Having established that the district court erred by imposing a secured bond without written findings, the court moved to the question of whether defendant’s rights were flagrantly violated and whether his case suffered irreparable prejudice to support dismissal of the charges against him under G.S. 15A-954. The court concluded that defendant had not been irreparably prejudiced, looking to the superior court’s own findings, pointing to Finding No. 12 that “the court does not find, that the $250 cash bond and subsequent time in custody affected defendant’s ability to prepare his case in superior court, or otherwise to consult with counsel to be ready for trial.” Id. at 14 (cleaned up). Because the superior court’s own findings showed no prejudice and the findings were not challenged on appeal, the court determined it was error to grant defendant’s motion to dismiss.

Trial court did not err in denying defendant’s request to withdraw his plea as defendant did not provide just and fair reason for withdrawing the plea.

State v. Scott, COA23-936, ___ N.C. App. ___ (June 4, 2024). In this New Hanover County case, defendant appealed after a guilty plea to four counts of selling crack cocaine, arguing error in denying his motion to withdraw his guilty plea and failing to advise him of the consequences of pleading guilty. The Court of Appeals denied defendant’s petition for review of the trial court’s advice regarding his guilty plea, and found no error.

Between September 2017 and May 2018, defendant sold crack cocaine to confidential informants working for the Wilmington Police Department while being recorded on video. Defendant reached a plea agreement where he would plead guilty to four counts of selling crack cocaine and other charges would be dismissed, and the State prayed for judgment to be continued with defendant on pretrial release with the presumption that defendant would testify in an unrelated matter. While on pretrial release, defendant was arrested for possession of a firearm by a felon and other charges, and his pretrial release was revoked. Defendant subsequently decided not to testify for the State in the unrelated matter, and the State prayed for judgment on defendant’s plea, leading to his sentencing in January 2023. At the sentencing defendant moved to withdraw his plea, but the trial court denied his motion after reviewing the plea colloquy.

Considering defendant’s first issue, the Court of Appeals explained that defendant’s side agreement to testify for the State was not put before the trial court, and thus his argument that the trial court did not advise him of the possible consequences was not appealable. This led defendant to file a petition for writ of certiorari. Looking to the record, the court noted that it was defendant’s choice not to put the agreement for his testimony on the plea transcript, as he did not want to be seen cooperating with the State. The court noted that the trial court still attempted to advise defendant of possible consequences, and found no merit in his petition.
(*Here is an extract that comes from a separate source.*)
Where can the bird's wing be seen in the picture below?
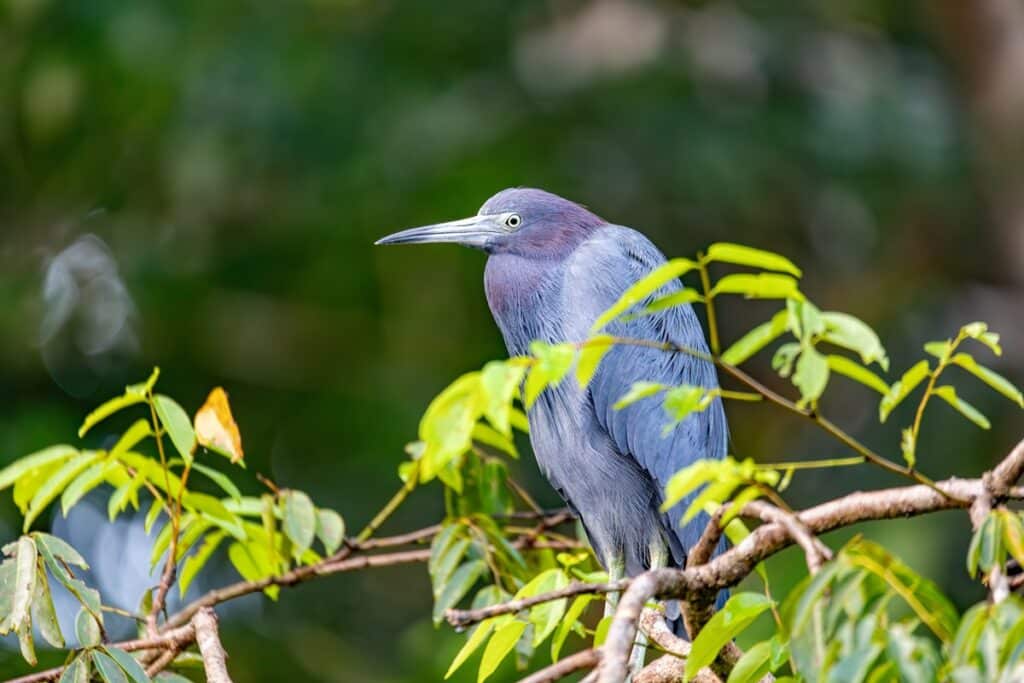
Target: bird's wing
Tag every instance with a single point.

Moving to defendant’s motion to withdraw his plea, the court explored defendant’s argument about an “order for his arrest” that the State delayed serving on defendant before his plea, finding no clear evidence of this issue. Slip Op. at 8-9. The court did find clear evidence that defendant did not provide a just and fair reason for withdrawing his plea, as the State’s evidence against defendant was strong, defendant had ample time to review and prepare prior to entering his plea, and the trial court explained the possible outcomes from his plea prior to entering it. Instead, the record showed defendant “was dissatisfied with the outcome of his plea despite being made fully aware of said outcome prior to entering the plea.” Id. at 9.